The finding, published in Nature on 15 July, opens the door to identifying other molecules floating in interstellar space. “As far as I'm concerned this is the scientific paper of the year,” says Harry Kroto, the British chemist who shared the 1996 Nobel Prize in Chemistry for the discovery of buckminsterfullerene with colleagues Robert Curl and Richard Smalley.

Buckyballs in space

Ever since buckyballs were accidentally discovered in 1985 during experiments designed to simulate conditions in gas flowing out of ageing, carbon-rich stars, scientists have hoped to find them in space, says John Maier, a chemist at the University of Basel in Switzerland and an author of the latest report.

It was not until 2010 that NASA’s Spitzer infrared space telescope first spotted buckyballs in remnants of a white-dwarf star. But in 1993, Maier’s team had already measured the wavelengths of light that buckyballs absorbed when encased in an unreactive frozen solid, and astrophysicists had quickly found a tentative match to DIB patterns in the cosmos.

Yet without knowing how gaseous buckyballs behave in space-like conditions, no one could claim a definitive match.

Maier’s team analysed that behaviour by measuring the light-absorption of buckyballs at a temperature of near-absolute zero and in an extremely high vacuum, achieved by trapping the ions using electric fields, in a buffer of neutral helium gas. “It was so technically challenging to create conditions such as in interstellar space that it took 20 years of experimental development,” says Maier.

“Assuming the identification holds up, this is a tremendous victory,” says Ben McCall, an astronomer at the University of Illinois at Urbana-Champaign, who cautions that further astronomical measurements of DIBs are needed to prove beyond doubt that they exactly match the patterns seen in Maier’s lab work.

It is “certainly now appealing”, says Maier, that other DIBs are buckyball-related molecules, perhaps bonded with metals and other elements. But he adds that laboratory verification of this would be extremely demanding. “I would probably need another life to accomplish this,” he says. “But maybe a few youngsters somewhere in the world will take this up.”

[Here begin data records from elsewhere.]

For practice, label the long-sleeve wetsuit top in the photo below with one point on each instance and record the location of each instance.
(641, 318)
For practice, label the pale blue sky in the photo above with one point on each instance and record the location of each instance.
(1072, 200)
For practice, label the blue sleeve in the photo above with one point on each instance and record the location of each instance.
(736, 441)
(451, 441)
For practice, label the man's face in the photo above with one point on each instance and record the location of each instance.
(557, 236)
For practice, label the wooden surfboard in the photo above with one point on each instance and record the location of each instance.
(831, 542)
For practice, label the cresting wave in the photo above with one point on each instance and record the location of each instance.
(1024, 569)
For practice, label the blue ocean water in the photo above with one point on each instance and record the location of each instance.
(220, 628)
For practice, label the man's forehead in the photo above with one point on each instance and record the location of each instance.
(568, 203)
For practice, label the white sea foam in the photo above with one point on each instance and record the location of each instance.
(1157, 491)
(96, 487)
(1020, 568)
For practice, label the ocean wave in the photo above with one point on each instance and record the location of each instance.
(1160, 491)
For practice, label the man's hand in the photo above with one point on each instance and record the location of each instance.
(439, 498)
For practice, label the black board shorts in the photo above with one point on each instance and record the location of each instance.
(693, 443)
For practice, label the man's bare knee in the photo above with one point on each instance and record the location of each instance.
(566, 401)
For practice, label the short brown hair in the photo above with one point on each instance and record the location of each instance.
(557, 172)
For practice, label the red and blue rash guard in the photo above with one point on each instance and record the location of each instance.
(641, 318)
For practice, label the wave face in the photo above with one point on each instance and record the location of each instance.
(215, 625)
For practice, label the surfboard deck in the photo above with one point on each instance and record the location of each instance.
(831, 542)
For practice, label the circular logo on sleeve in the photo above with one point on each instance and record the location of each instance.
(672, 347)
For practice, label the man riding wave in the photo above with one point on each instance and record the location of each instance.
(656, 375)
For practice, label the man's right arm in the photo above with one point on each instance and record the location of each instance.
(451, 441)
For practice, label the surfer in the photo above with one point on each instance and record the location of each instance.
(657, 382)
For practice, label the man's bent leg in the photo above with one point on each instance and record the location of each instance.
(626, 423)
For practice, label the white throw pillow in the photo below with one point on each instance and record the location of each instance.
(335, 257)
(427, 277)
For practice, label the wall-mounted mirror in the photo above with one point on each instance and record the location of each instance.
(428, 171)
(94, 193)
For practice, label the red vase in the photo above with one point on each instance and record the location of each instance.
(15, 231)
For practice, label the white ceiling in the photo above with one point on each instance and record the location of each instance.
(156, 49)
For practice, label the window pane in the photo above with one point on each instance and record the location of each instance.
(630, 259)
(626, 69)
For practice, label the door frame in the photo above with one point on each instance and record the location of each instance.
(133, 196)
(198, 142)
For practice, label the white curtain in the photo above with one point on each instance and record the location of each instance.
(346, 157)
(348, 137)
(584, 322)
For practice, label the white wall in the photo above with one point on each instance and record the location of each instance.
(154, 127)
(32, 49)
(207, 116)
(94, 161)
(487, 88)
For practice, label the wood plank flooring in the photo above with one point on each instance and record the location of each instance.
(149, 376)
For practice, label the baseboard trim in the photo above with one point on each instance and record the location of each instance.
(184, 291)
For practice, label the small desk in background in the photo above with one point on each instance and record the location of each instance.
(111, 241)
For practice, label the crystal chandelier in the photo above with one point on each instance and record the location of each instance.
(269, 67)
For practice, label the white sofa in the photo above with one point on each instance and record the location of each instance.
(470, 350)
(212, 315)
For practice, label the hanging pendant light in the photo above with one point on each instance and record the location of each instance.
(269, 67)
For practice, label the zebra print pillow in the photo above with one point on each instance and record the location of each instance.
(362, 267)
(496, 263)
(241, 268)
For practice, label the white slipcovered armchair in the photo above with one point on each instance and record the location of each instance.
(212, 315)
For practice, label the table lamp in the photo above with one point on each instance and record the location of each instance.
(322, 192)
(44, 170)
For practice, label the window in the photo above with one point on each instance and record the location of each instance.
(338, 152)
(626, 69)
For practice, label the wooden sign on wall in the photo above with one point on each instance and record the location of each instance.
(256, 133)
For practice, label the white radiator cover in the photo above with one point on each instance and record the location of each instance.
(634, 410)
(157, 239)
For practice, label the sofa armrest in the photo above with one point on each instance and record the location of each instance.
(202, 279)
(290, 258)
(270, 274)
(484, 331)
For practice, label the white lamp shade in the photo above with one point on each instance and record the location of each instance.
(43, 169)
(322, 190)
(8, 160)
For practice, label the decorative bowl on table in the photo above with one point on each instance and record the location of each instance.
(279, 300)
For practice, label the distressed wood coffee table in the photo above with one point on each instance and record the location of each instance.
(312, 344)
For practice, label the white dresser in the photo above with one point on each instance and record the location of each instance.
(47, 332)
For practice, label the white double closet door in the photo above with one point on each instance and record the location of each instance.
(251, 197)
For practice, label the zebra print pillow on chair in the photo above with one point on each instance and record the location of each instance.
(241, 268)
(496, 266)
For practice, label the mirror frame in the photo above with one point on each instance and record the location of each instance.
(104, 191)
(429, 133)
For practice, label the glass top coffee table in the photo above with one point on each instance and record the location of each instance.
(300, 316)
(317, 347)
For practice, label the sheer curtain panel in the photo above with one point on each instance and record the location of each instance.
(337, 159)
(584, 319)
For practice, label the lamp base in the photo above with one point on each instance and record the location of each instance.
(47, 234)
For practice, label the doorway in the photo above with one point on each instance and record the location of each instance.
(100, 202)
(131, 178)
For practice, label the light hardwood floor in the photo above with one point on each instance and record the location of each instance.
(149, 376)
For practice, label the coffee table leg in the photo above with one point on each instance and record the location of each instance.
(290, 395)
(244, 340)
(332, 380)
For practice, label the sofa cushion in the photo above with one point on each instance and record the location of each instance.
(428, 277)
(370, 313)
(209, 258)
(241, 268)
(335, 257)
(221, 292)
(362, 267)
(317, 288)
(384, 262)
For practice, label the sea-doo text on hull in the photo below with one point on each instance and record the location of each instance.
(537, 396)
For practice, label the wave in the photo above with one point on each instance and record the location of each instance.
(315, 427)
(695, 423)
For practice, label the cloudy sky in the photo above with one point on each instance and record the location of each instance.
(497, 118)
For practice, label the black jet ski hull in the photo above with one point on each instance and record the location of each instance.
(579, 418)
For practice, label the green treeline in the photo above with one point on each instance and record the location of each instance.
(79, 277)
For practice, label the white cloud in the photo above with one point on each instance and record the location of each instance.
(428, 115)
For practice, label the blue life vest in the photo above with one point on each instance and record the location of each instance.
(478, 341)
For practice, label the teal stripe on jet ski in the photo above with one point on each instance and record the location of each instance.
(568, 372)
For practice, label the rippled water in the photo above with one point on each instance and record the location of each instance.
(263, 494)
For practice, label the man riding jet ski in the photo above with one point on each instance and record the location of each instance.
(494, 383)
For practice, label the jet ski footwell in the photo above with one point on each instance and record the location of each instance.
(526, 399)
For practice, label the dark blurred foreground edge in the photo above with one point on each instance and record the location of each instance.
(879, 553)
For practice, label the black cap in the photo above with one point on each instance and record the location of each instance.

Finding buckyballs in interstellar space shows that they are more abundant than previously thought, says Kroto. And the study suggests buckyballs can remain intact for millions of years and travel over great distances between the stars, adds McCall. "It's enormously exciting to think that such huge gas phase molecules could be ubiquitous throughout the interstellar medium of our galaxy!" he says.